Valutazioni eccessive

Nel 2022, il dollaro statunitense è salito ai massimi pluridecennali sia in termini di ponderazione commerciale sia di tasso di cambio effettivo reale (Reer). Il biglietto verde si è anche discostato in modo significativo dalle stime bilaterali del fair value rispetto a tutte le principali valute. “Il suo profilo di valutazione incredibilmente elevato implica che ci sono pochissime possibilità che si apprezzi ancora di più, e che è più probabile che si scambi con rischi bidirezionali e che si indebolisca rispetto ai livelli attuali nel medio termine”, osserva Kinsella, secondo cui gli ultimi dati sul posizionamento mostrano che gli investitori mantengono ancora una consistente posizione a lunga durata in usd. “Nei prossimi trimestri, quando le dinamiche di inflazione e crescita degli Stati Uniti inizieranno a scemare, prevediamo che le ridurranno, il che porterà a un modesto indebolimento del dollaro statunitense”, avverte.

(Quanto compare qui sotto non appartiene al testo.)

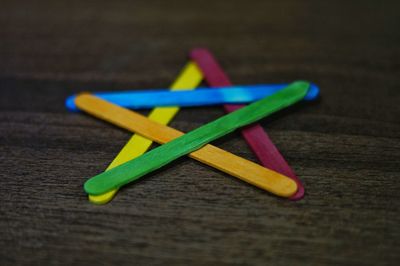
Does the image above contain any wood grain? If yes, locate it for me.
[0,0,400,265]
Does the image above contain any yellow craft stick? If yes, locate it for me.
[75,94,297,197]
[89,61,203,204]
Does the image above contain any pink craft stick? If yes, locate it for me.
[190,48,304,200]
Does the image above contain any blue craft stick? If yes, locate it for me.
[65,84,319,111]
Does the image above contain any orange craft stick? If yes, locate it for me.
[75,94,297,197]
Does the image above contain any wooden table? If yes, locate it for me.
[0,0,400,265]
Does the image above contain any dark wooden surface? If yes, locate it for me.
[0,0,400,265]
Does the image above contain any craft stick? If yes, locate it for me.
[90,62,203,204]
[190,48,304,200]
[75,81,309,197]
[66,84,319,111]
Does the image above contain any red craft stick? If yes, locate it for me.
[190,48,304,200]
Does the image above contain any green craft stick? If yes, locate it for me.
[84,81,310,195]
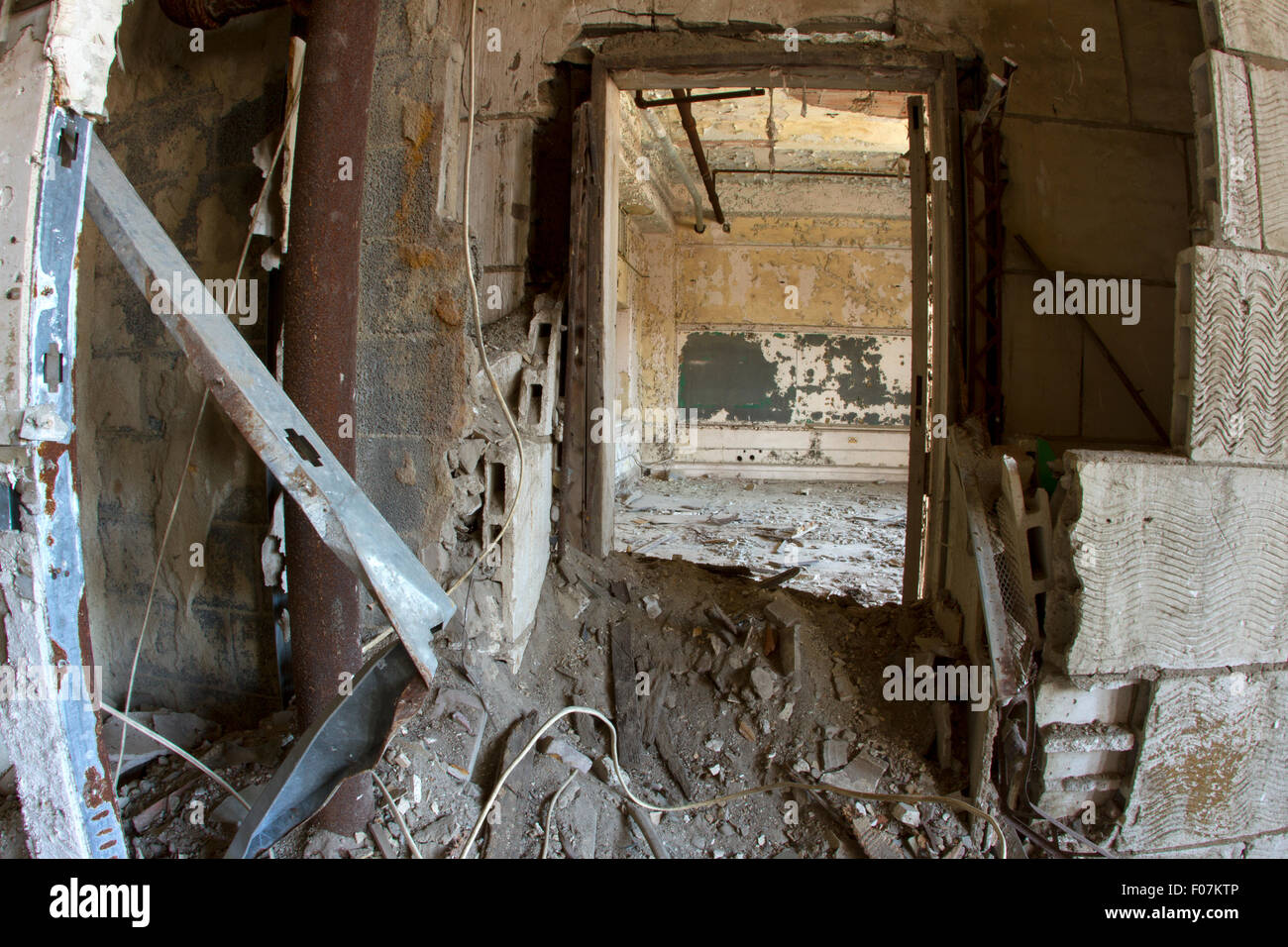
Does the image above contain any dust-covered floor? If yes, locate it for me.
[614,474,909,604]
[113,543,982,858]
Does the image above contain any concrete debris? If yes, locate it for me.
[823,740,850,773]
[823,750,888,792]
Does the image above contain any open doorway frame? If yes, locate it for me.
[559,40,963,603]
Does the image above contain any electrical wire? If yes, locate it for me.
[104,86,300,796]
[447,0,524,595]
[541,770,577,860]
[371,770,424,858]
[456,706,1008,858]
[99,702,250,811]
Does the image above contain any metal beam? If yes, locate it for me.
[671,89,729,231]
[86,137,456,683]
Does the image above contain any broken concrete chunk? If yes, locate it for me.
[894,802,921,828]
[832,668,855,701]
[824,750,886,792]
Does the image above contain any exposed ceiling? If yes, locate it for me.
[622,89,909,230]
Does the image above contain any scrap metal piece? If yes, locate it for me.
[224,642,424,858]
[86,133,456,683]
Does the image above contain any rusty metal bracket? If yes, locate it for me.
[86,137,456,683]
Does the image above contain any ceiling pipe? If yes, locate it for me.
[158,0,289,30]
[282,0,380,835]
[640,108,707,233]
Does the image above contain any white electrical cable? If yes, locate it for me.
[456,706,1008,858]
[447,0,524,595]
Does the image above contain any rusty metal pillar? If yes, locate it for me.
[282,0,380,835]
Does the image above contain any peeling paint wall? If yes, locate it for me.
[77,3,290,723]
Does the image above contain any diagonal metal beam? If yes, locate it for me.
[85,137,456,683]
[0,107,129,858]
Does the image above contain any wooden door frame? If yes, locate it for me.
[561,46,961,601]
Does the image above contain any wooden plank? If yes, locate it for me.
[903,95,930,604]
[609,621,643,770]
[559,102,593,550]
[584,59,621,557]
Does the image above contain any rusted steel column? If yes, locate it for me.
[282,0,380,835]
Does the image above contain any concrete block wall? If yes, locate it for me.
[77,4,290,724]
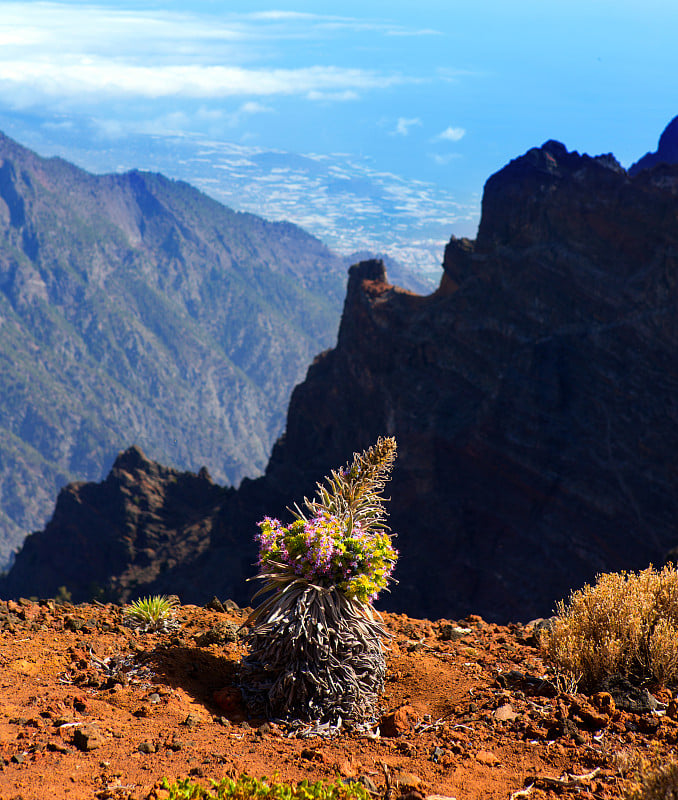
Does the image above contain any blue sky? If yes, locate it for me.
[0,0,678,262]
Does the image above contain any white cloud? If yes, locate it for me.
[0,0,418,113]
[429,153,461,167]
[392,117,422,136]
[435,126,466,142]
[0,58,403,101]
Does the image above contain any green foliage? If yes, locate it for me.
[625,761,678,800]
[54,586,73,605]
[163,775,370,800]
[124,595,179,632]
[295,436,397,533]
[255,437,398,616]
[541,565,678,689]
[241,438,397,734]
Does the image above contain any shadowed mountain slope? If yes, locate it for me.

Deficit delle partite correnti

L’esperto osserva poi che l’elevato profilo di valutazione del dollaro ha portato a un enorme ampliamento del deficit delle partite correnti degli Stati Uniti, che ha raggiunto i 1.000 miliardi di dollari nel 2022. “L’attuale tasso di esecuzione prevede un deficit di circa 1.200 miliardi di dollari entro la fine dell’anno, pari a oltre il 5% del Pil statunitense. Questa è una fonte di vulnerabilità per l’usd, in particolare per quando la Fed raggiungerà un eventuale plateau o un punto di svolta nel suo ciclo di inasprimento”.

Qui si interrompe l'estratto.